April and her colleagues take this commitment to the next level. At the time of this writing, they are preparing to launch a new market with physical access for members in Chicago—their first branch outside of Michigan. This intentional move was driven by pausing to listen to digital members who sprouted wings after graduation and spread beyond home base. These members love MSUFCU’s digital experience and asked for a chance to integrate those personal in-branch interactions in their new communities.
About a third of SMB owners use two banks and 11% use three or more for business purposes. When your clients are telling you they value and appreciate you, listen. They have choices, and it’s up to you to invest in the service and offerings that keep them choosing you.
Our job is to meet members where they are. To listen, learn and observe. Then, it is our honor to act with intention and help solve their pain points.
“We must create a world-class online experience so busy small business owners can execute their business 24/7. And they want a trusted advisor who can coach or provide financial knowledge. When you do both well, it makes a great experience for your member.” – April Clobes
Meet members where they are
Small businesses are the heart of local economics. So, it’s critical for community financial institutions to help them grow and thrive, reinvesting their dollars into the community to build trust in the circular financial ecosystem.
Said another way, successful CUs seek opportunities to serve SMBs’ needs. To do that, you need to be present when and where owners surface their pain points—which typically doesn’t happen by chance in your lobby or app. You’ll learn the most valuable insights when you pull up a chair at their table, ready to listen.
April’s team is a prime example of how intentional listening gives wings to long-term grassroots solutions that uplift the community. MSUFCU attends local small business networking events, economic development functions and chamber of commerce meetings—not to showcase their wares, but to listen for unmet financial needs.
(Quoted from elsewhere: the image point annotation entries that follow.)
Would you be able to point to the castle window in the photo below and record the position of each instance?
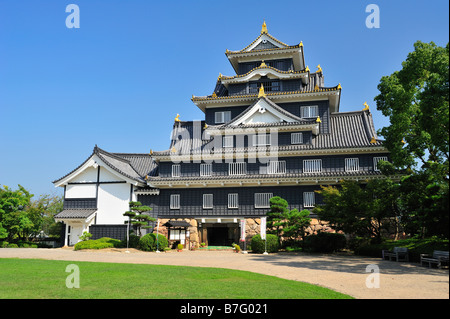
(352, 164)
(276, 167)
(262, 200)
(207, 201)
(238, 168)
(308, 199)
(176, 170)
(222, 117)
(312, 166)
(175, 201)
(205, 169)
(261, 140)
(376, 160)
(296, 138)
(227, 141)
(233, 201)
(309, 111)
In one such meeting, leaders of the local flight school shared concerns about the post-pandemic shortage of commercial airline pilots. They wanted to create an aviation training program for graduating high school seniors, but tuition was out of reach for many students—the small business wasn’t set up to finance traditional student loans.
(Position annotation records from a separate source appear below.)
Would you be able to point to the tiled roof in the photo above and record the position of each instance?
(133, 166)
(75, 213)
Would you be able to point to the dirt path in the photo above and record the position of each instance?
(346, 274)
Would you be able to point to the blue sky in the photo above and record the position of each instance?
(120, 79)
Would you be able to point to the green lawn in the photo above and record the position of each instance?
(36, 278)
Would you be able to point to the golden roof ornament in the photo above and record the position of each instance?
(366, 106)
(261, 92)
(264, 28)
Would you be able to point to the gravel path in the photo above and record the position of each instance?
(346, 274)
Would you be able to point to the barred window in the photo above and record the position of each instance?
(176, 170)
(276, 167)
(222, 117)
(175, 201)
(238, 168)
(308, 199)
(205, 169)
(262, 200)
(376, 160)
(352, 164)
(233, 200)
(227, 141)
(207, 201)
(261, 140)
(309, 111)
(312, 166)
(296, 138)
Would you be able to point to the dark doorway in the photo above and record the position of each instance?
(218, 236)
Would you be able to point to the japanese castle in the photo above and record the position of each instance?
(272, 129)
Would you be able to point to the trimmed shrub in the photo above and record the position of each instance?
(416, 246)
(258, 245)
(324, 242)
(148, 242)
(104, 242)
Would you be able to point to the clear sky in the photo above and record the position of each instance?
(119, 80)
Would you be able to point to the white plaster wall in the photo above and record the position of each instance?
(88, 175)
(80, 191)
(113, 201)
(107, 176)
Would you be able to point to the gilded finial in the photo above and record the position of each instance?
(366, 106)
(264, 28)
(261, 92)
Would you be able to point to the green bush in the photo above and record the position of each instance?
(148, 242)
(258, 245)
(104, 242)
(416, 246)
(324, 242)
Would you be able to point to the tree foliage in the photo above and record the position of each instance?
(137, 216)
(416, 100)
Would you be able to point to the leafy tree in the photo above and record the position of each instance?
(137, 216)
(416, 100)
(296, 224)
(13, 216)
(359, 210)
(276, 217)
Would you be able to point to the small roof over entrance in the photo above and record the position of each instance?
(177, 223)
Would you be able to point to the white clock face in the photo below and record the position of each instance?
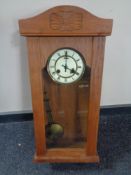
(65, 66)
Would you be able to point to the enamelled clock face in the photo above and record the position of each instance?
(65, 66)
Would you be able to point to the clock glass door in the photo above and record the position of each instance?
(66, 90)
MSUFCU heard the need and got to work on a solution. They partnered with the flight school, the regional airport and a local school district to create the Dreams Take Flight Scholarship, a special loan program and career pathway for future pilots. Seniors can apply online, and loan disbursement and repayment timelines are framed by the flight school’s training costs, session durations and accreditation schedules.
MSUFCU helped a small business solve a critical growth problem by showing up in the community. But they also gave young people a chance to seize their dreams and launched a robust and sustainable revenue stream for the community.
Listening and acting. Problem-solving and growing solutions. That’s what communities do, and that’s the most rewarding part of CU and SMB partnerships. We all take flight together when we brush away our assumptions and give voice to those we serve.